Recessive Trait: A Brief Overview

Recessive traits are genetic characteristics that require two copies of a gene, one from each parent, in order for the trait to be expressed. This means that if only one copy of the gene is present, the trait will not be expressed. Recessive traits are often hidden in a person’s phenotype, and can remain hidden until only one parent passes on the trait. In humans, recessive traits can cause a range of conditions, from mild to severe, such as albinism, sickle cell anemia, cystic fibrosis, and Tay-Sachs disease (Bolton, 2020).

Recessive traits are different than dominant traits, as dominant traits only require one copy of the gene to be expressed (Bolton, 2020). While recessive traits are more likely to remain hidden, they can be passed down from generation to generation without being expressed (Bolton, 2020).

In order to determine if a trait is recessive, genetic testing can be used to analyze the DNA of an individual. If two copies of the gene are present, the individual is said to be a “carrier” of the trait, meaning they can pass it on to their offspring (Bolton, 2020). However, if two copies of the gene are not present, the individual will not express the trait or be able to pass it on to their offspring (Bolton, 2020).

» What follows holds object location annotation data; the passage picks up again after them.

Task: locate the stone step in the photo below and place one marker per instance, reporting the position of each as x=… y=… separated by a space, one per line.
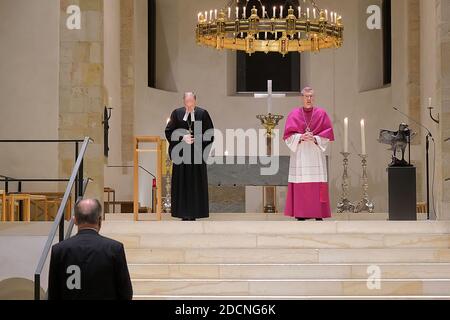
x=180 y=255
x=276 y=227
x=257 y=217
x=291 y=271
x=300 y=241
x=290 y=287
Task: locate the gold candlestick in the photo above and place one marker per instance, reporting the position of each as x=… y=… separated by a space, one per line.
x=270 y=122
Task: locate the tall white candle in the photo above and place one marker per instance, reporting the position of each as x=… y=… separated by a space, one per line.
x=346 y=135
x=363 y=137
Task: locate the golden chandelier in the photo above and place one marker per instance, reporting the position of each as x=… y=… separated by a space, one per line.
x=305 y=28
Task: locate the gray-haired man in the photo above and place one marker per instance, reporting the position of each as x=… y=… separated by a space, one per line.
x=89 y=266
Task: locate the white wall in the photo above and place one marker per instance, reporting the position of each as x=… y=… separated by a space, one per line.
x=29 y=73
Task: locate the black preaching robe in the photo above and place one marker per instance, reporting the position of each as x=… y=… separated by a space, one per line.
x=190 y=198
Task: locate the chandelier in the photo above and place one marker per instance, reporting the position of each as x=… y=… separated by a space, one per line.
x=303 y=28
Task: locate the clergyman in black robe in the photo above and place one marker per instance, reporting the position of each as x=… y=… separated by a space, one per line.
x=190 y=136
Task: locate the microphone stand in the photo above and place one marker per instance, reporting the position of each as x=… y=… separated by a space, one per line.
x=427 y=152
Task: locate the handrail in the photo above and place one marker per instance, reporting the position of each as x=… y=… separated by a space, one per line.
x=141 y=167
x=76 y=176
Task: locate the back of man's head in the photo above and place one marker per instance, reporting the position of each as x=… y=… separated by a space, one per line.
x=88 y=213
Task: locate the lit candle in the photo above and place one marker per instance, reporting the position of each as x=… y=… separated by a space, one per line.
x=346 y=135
x=363 y=137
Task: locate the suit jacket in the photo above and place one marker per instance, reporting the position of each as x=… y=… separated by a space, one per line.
x=89 y=267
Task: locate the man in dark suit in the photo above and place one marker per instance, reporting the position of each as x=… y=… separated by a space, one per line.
x=89 y=266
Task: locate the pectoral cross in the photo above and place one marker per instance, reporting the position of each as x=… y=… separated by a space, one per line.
x=269 y=95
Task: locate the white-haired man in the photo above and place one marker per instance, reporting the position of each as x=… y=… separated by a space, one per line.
x=307 y=134
x=190 y=135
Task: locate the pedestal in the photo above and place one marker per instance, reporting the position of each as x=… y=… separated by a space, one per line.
x=402 y=194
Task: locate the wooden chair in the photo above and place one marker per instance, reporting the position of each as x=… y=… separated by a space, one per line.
x=41 y=198
x=3 y=199
x=422 y=207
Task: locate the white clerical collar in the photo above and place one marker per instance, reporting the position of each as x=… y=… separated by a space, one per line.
x=192 y=116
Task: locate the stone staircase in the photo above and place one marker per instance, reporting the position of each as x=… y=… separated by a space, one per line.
x=286 y=259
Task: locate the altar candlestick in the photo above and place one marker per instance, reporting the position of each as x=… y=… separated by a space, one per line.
x=363 y=137
x=346 y=135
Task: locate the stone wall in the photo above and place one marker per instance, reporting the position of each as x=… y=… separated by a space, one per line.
x=81 y=90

Recessive traits are an important part of genetic research and understanding of how traits are passed down and expressed. Knowing which traits are recessive and which are dominant can help individuals determine their risk of passing on certain traits to their offspring, and can also aid in the diagnosis of certain genetic conditions (Bolton, 2020).


Bolton, E. (2020). Recessive Traits: A Brief Overview. Healthline.